Perjalanan Menuju Kebebasan (1) (Kredit foto: Paulina)
Perjalanan Menuju Kebebasan (1) (Kredit foto: Nico)
Perjalanan Menuju Kebebasan (1) (Kredit foto: Indrayana)
Perjalanan Menuju Kebebasan (1) (Kredit foto: Jamartin)
Di luar perkiraan, waktu tempuh menjadi 8 jam terkendala kerusakan mesin salah satu perahu rombongan. Kendala ini tidak menyurutkan semangat seluruhkru rilis yang terdiri dari teknisi, dokter hewan, perwakilan Pemda Murung Raya, BKSDA, serta Kepolisian.
“Puji Tuhan kita diberkahi cuaca yang baik dan perjalanan yang relatif lancar,” komentar Dr. Jamartin Sihite, CEO Yayasan BOS yang selalu menyertai setiap perjalanan pelepasliaran.

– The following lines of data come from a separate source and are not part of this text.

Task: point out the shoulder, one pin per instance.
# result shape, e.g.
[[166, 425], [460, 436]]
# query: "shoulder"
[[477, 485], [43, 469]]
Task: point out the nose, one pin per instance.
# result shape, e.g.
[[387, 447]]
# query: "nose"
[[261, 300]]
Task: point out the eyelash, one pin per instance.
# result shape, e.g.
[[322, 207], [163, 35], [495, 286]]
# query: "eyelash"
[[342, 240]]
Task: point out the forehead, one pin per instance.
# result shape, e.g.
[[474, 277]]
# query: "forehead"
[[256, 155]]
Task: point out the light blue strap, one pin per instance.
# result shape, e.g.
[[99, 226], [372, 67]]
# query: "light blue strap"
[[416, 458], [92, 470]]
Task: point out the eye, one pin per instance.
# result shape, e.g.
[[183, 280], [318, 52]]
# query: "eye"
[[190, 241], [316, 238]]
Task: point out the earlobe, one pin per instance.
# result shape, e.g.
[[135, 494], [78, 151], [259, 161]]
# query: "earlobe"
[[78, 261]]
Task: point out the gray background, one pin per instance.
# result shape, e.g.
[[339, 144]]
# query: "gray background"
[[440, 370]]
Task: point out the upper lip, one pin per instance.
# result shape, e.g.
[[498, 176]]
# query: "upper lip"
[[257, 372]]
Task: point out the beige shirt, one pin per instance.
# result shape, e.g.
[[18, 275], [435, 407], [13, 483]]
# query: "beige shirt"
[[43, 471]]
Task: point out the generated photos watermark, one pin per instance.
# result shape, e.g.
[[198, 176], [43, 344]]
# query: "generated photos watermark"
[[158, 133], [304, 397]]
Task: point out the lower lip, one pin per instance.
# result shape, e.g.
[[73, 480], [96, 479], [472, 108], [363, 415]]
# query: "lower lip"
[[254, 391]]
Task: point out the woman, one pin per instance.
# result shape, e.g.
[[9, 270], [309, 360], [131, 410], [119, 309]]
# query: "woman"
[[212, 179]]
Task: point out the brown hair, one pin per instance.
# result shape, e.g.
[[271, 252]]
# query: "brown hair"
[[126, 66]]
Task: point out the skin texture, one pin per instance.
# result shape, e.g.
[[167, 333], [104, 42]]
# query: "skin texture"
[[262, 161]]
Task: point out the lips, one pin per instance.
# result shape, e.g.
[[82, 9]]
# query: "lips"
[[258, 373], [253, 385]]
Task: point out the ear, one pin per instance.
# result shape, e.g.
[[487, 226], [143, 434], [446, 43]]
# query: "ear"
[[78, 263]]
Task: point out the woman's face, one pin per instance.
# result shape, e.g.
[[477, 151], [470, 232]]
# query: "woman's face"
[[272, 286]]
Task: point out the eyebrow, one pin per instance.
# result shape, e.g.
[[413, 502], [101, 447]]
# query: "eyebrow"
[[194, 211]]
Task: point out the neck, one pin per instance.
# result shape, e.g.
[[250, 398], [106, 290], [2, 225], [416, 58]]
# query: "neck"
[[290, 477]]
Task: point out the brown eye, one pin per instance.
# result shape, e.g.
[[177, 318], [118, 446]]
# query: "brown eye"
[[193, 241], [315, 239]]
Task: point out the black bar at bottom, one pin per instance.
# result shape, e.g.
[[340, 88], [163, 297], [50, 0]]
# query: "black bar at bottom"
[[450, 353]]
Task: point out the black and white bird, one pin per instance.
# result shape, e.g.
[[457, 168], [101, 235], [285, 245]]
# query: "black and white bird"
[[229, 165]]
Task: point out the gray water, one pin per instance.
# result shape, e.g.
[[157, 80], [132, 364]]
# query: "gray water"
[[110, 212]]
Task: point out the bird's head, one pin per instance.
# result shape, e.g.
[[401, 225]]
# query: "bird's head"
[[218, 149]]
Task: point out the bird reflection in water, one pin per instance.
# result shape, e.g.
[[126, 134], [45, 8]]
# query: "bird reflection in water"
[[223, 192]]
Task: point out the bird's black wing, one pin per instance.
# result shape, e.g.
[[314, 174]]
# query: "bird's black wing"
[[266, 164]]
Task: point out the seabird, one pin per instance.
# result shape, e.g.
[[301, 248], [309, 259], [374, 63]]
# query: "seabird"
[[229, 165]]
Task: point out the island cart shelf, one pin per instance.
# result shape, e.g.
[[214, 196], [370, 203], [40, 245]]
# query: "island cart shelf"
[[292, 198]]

Memang dalam perjalanan dari BKSDA Palangkaraya menuju Hutan Lindung Batikap yang memakan waktu total selama 48 jam, cuaca relatif sangat bersahabat.
Setibanya di Kamp Totat Jalu, orangutan segera dipindahkan ke kandang habituasi di belakang kamp. Di kandang ini, orangutan bisa berdiri untuk meluruskan tubuh mereka yang terpaksa harus duduk selama perjalanan. Di sini orangutan akan menjalani proses adaptasi kembali dengan suasana hutan, sekaligus memulihkan kondisi selama minimal 24 jam. Kami semua berharap keempat orangutan siap rilis yaitu Dewi, Mentos, Compost, dan Jatihan, akan berada dalam kondisi kesehatan yang baik saat hari rilis nanti.